Olaylar Ve Görüşler

YEREL SEÇIM ITTIFAKI: Başkası olma kendin ol! - DR. ALİ MERT TAŞCIER

13 Eylül 2023 Çarşamba

2017 referandumu ile gerçekleşen anayasa değişikliği ve sonrasında yapılan düzenlemeler, ittifakı siyaset alanında daha fazla tartışılır hale getirdi. Yasalar siyaset arenasına itekledi, ama ittifak Türkiye için yeni bir şey değil. Düzenlemenin yeni çıkması yanıltmasın. Aslında bu düzenleme, ittifakın “mecburi” olacağının sinyalinden başka bir şey değildi.

Bir ittifak için yasal düzenlemeden ziyade, siyasal ortamın uygunluğu önkoşuldur. Daha önceleri her zaman birlikteliğe ihtiyaç duyulmayabiliyordu. Mahallede orantısız güç uygulayan büyüklere karşı, haklı çocukların birleşerek ses çıkardığı düzlemden, her zaman birlikte olma zorunluluğunun doğmasıdır Türkiye’de ittifakın evrimi.

İnönü’nün üçlü masası

Genel seçimler öncesinde yaşadığımız altılı masa deneyimini, genellikle doğru yanlış gibi değerlendiriyoruz. Siyasi koşulların ve yasanın aynı anda zorladığı bir durum olmasını ve tarihteki bir örneğini de göz önüne alarak yerel seçimlerde ittifakın zorunluluğuna bakalım.

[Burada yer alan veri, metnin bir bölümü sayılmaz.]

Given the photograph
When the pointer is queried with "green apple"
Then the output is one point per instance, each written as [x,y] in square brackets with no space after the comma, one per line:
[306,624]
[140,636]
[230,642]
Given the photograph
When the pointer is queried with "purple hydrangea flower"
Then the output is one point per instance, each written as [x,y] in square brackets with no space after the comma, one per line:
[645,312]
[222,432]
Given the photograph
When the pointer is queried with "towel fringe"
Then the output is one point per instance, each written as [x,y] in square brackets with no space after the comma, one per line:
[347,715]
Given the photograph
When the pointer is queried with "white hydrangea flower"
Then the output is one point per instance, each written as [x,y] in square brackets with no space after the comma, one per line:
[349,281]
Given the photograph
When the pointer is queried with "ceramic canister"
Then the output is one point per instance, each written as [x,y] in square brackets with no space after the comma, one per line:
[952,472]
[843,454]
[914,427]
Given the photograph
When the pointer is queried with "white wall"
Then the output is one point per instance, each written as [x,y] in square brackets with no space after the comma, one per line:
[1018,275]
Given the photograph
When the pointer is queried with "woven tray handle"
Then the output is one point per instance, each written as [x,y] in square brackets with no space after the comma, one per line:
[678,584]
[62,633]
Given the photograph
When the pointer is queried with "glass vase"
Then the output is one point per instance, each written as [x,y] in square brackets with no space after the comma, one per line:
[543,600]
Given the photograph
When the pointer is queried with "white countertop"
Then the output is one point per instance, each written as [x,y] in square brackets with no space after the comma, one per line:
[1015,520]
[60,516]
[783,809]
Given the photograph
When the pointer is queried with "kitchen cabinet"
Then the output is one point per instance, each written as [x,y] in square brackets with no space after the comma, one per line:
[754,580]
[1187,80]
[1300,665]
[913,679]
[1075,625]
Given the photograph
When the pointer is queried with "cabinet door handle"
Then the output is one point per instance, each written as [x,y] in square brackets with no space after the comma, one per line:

Baskıya ve otoriter yönetimlere karşı birleşik cephe ya da demokrasi ittifakı gibi oluşumlara dünyada ve tarihte rastlanmakta. Tıpkı İsmet İnönü’nün kurduğu “üçlü masa” gibi. Bizzat İnönü, iktidarda bulunan Demokrat Parti’nin uyguladığı baskıyı, demokrasi ve temel hak ve özgürlüklere dair uygulamalarını eleştirerek “Muhalefet partilerinin rejim davasında işbirliği yapma zarureti, umumi ihtiyaçtan doğuyor. En münevver cemiyet tabakasından, sade hayatlı ve yalnız muhitlerdeki vatandaşlara kadar herkes, içinde bulunduğu siyasi huzursuzluk, iktisadi darlık, pahalılık şartlarından kurtulmak istiyor. İşbirliği fikri, maşeri vicdandan kurtuluş çaresi olarak tabii bir surette doğmuş ve en geniş ölçüde yayılıp yerleşmiştir” demiştir.

CHP’nin 12. kurultayında ittifak görüşmeleri yetkisi alan İnönü, Hürriyet Partisi ve Cumhuriyetçi Millet Partisi ile bu süreci yürütüyor. 1957’ye gelindiğinde DP’nin yasal değişikliklerle ittifakın önüne geçmesi, “üçlü masa”nın farklı yöntemlerle mücadeleye devam etmesini gerektirmişti.

İttifak zorunlu mu?

Geldiğimiz noktada AKP, ittifaklara dair yasal düzenleme yapmanın ötesinde siyasi iklimi de ittifak yapmaya mecbur hale getirdi. Kimle, nasıl, hangi gizli/olmayan protokollerle yapılır başka bir tartışmanın konusu, ancak geldiğimiz noktada ittifak zorunluluk. Şunun altını ısrarla çizmekte yarar var: İttifak zaten asgari müştereklerin bileşimidir. Birbirinden farklı olan siyasi hareketlerin, fedakârlık yaparak bir araya gelmesidir. Doğal olarak herkes kendi kimliğini ne kadar korursa ittifak o kadar güçlü olur. Kendini sosyal demokrat, milliyetçi demokrat, muhafazakâr demokrat ya da liberal demokrat gibi isimlerle anan partiler bir araya geliyorsa birinin diğerine benzemesi gerekmez. Zira o zaman bir parti diğerine dönüşür. Sosyal demokrat parti kendi kimliğini korumalı, diğerleri gibi olma çabasına girmemelidir. İstanbul, Ankara, Adana, Mersin, Antalya gibi, ittifakın kazanmada büyük etken olduğu yerlerin kaybedilmesine, hele ki son seçimlerden sonra kimsenin tahammülü yok. Üstelik bu yerlerin kaybedilmesi, buralarda gösterilen adaylara yüklenemeyecek bir sorumluluğu da peşinden getirecek.

Özetle daha pek çok unsurla birlikte, ittifakların güçlü olması için herkes kendi olmalı. Türkiye’de yaşanmaya değer bir yaşam ancak böyle kurulabilir.